1 300 millones de personas podrían disfrutar de mayor seguridad alimentaria si se recurriese a la agrosilvicultura para rehabilitar los ecosistemas degradados.

El cambio climático y la desertificación son dos de los principales factores que contribuyen a la inseguridad alimentaria, especialmente en las zonas que dependen en gran medida de la agricultura.

Actualmente, las prácticas insostenibles relacionadas con el cultivo de arroz, maíz y trigo conllevan pérdidas financieras anuales a nivel mundial que se elevan a USD 56 600 millones, cómputo al que han de sumarse USD 8 700 millones debido a la reducción de la productividad ganadera provocada por la degradación de los pastizales.

¿Cuál es su importancia?
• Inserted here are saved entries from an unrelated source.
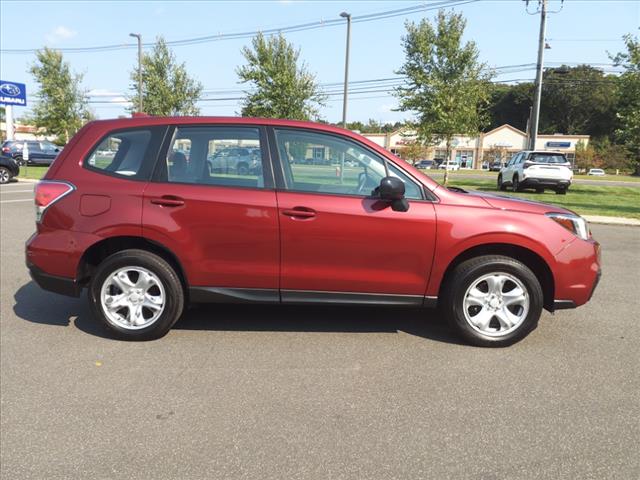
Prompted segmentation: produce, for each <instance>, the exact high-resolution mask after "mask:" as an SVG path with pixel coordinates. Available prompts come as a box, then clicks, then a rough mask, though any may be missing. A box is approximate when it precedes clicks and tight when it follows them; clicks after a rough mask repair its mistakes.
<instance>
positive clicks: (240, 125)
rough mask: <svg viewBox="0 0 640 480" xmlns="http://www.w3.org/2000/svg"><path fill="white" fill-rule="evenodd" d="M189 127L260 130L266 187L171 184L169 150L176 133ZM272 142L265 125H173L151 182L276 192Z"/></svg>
mask: <svg viewBox="0 0 640 480" xmlns="http://www.w3.org/2000/svg"><path fill="white" fill-rule="evenodd" d="M189 127H211V128H216V127H220V128H253V129H257V130H258V135H259V141H260V153H261V154H262V171H263V177H264V186H263V187H245V186H231V187H229V186H225V185H214V184H211V185H207V184H196V183H181V182H169V179H168V172H167V156H168V155H169V150H170V149H171V146H172V145H173V143H174V140H175V136H176V132H177V131H178V129H179V128H189ZM269 145H270V142H269V138H268V132H267V129H266V127H265V126H264V125H259V124H244V123H243V124H234V123H185V124H172V125H170V126H169V127H168V128H167V133H166V135H165V139H164V142H163V144H162V147H161V148H160V149H159V150H158V157H157V159H156V165H155V169H154V171H153V175H152V176H151V180H150V181H152V182H154V183H175V184H180V185H199V186H203V187H207V186H209V187H222V188H249V189H255V190H274V189H275V182H274V179H273V162H272V160H271V159H272V156H271V154H270V148H269Z"/></svg>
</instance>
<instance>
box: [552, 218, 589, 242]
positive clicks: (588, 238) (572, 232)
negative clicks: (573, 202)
mask: <svg viewBox="0 0 640 480" xmlns="http://www.w3.org/2000/svg"><path fill="white" fill-rule="evenodd" d="M547 217H549V218H550V219H551V220H553V221H554V222H556V223H558V224H560V225H562V226H563V227H564V228H566V229H567V230H569V231H570V232H571V233H573V234H575V235H576V236H578V237H580V238H581V239H583V240H588V239H589V237H590V236H591V233H590V232H589V225H587V221H586V220H585V219H584V218H582V217H580V216H578V215H571V214H569V213H547Z"/></svg>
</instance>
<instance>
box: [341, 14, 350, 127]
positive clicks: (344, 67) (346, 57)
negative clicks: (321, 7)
mask: <svg viewBox="0 0 640 480" xmlns="http://www.w3.org/2000/svg"><path fill="white" fill-rule="evenodd" d="M340 16H341V17H342V18H346V19H347V52H346V55H345V59H344V96H343V98H342V127H343V128H347V97H348V93H349V92H348V84H349V48H350V46H351V14H350V13H347V12H342V13H341V14H340Z"/></svg>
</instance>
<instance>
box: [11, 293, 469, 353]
mask: <svg viewBox="0 0 640 480" xmlns="http://www.w3.org/2000/svg"><path fill="white" fill-rule="evenodd" d="M14 299H15V302H16V303H15V305H14V307H13V311H14V313H15V314H16V316H17V317H19V318H21V319H23V320H27V321H29V322H33V323H40V324H47V325H55V326H61V327H68V326H70V325H71V324H73V325H74V326H75V327H76V328H78V329H79V330H81V331H83V332H85V333H88V334H90V335H94V336H98V337H102V338H108V339H112V338H114V337H113V335H112V334H111V333H110V332H109V330H107V328H106V327H104V326H102V325H101V324H100V322H98V321H97V320H95V319H94V318H92V315H91V312H90V310H89V305H88V303H87V300H86V297H85V296H84V295H83V296H82V297H81V298H70V297H65V296H62V295H57V294H55V293H49V292H46V291H44V290H42V289H41V288H40V287H38V286H37V285H36V284H35V283H34V282H29V283H27V284H25V285H23V286H22V287H20V289H18V291H17V292H16V293H15V295H14ZM173 329H175V330H207V331H255V332H335V333H398V332H405V333H408V334H410V335H415V336H418V337H423V338H426V339H429V340H434V341H438V342H444V343H453V344H458V345H465V344H464V343H463V342H462V341H461V340H459V339H458V337H456V336H455V335H454V334H453V333H452V332H451V330H450V329H449V327H448V326H447V324H446V322H445V321H444V320H443V319H442V318H441V317H440V315H439V313H438V311H437V310H429V309H418V308H403V307H398V308H393V307H380V306H341V307H339V306H324V305H239V304H216V305H213V304H209V305H195V306H192V307H191V308H188V309H187V310H185V313H184V314H183V315H182V318H181V319H180V320H178V322H177V323H176V324H175V325H174V326H173Z"/></svg>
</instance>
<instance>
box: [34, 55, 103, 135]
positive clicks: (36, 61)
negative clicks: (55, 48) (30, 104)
mask: <svg viewBox="0 0 640 480" xmlns="http://www.w3.org/2000/svg"><path fill="white" fill-rule="evenodd" d="M29 72H30V73H31V75H33V78H34V80H35V81H36V83H37V84H38V93H37V94H36V97H37V102H36V104H35V106H34V107H33V110H32V120H33V121H34V123H35V125H36V127H38V128H41V129H42V130H43V131H44V133H45V134H46V135H55V136H56V137H57V138H56V143H61V144H65V143H67V142H68V141H69V139H70V138H71V136H72V135H73V134H75V133H76V132H77V131H78V130H79V129H80V127H81V126H82V124H83V123H84V122H85V121H88V120H89V119H90V116H91V114H90V112H89V110H88V108H87V96H86V93H85V91H84V90H83V89H82V87H81V82H82V75H81V74H74V73H72V72H71V69H70V68H69V63H68V62H65V61H64V60H63V58H62V53H60V52H58V51H56V50H52V49H50V48H47V47H45V48H44V49H42V50H38V51H37V52H36V61H35V63H34V64H32V65H31V66H30V67H29Z"/></svg>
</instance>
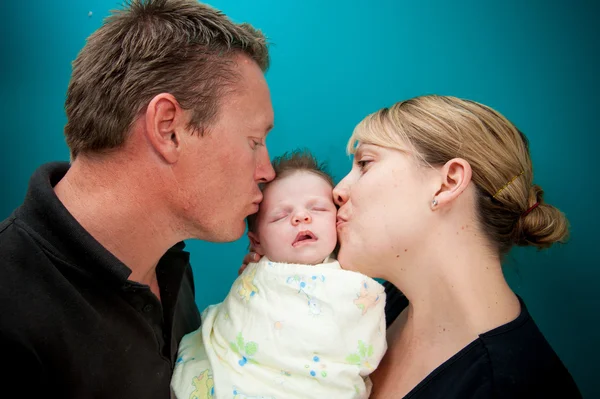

La restauración de los ecosistemas productivos resulta fundamental para garantizar que todas las personas obtienen la cantidad adecuada de alimentos nutritivos y variados, aun cuando el clima está cambiando.

En el Níger, la labor de restauración de las tierras llevada a cabo por el FIDA ha permitido rehabilitar 101 000 hectáreas y aumentar el rendimiento de los cultivos hasta un 40 %.

Por otro lado, en las tierras altas del sur de Jordania, donde el riego es todo un desafío debido a los cada vez más escasos recursos hídricos, la gestión sostenible de las tierras impulsada por el FIDA ha beneficiado a 134 000 personas y ha permitido rehabilitar 15 000 hectáreas de ecosistemas degradados y reducir la erosión del suelo.

 

Necesitamos USD 8,1 billones para 2050 a fin de abordar eficazmente las crisis interrelacionadas del clima, la biodiversidad y la degradación de las tierras.

Para 2030, debe triplicarse la inversión mundial en soluciones basadas en la naturaleza, y cuadriplicarse para 2050 para dar respuesta a esas crisis.

¿Cuál es su importancia? Aunque pueda parecer mucho, es una inversión que, en el futuro, aporta enormes beneficios. Cada dólar invertido en rehabilitar la naturaleza puede generar un rendimiento económico de hasta USD 30.

La ampliación del Programa de Adaptación para la Agricultura en Pequeña Escala (ASAP+) del FIDA, que apunta a ser el mayor fondo dedicado a canalizar financiación para el clima en favor de los pequeños productores, se propone movilizar USD 500 millones en financiación para la adaptación al cambio climático.

Estas medidas resultan clave para reducir la pobreza, ayudar a los productores a adaptarse al cambio climático y rehabilitar las tierras degradadas.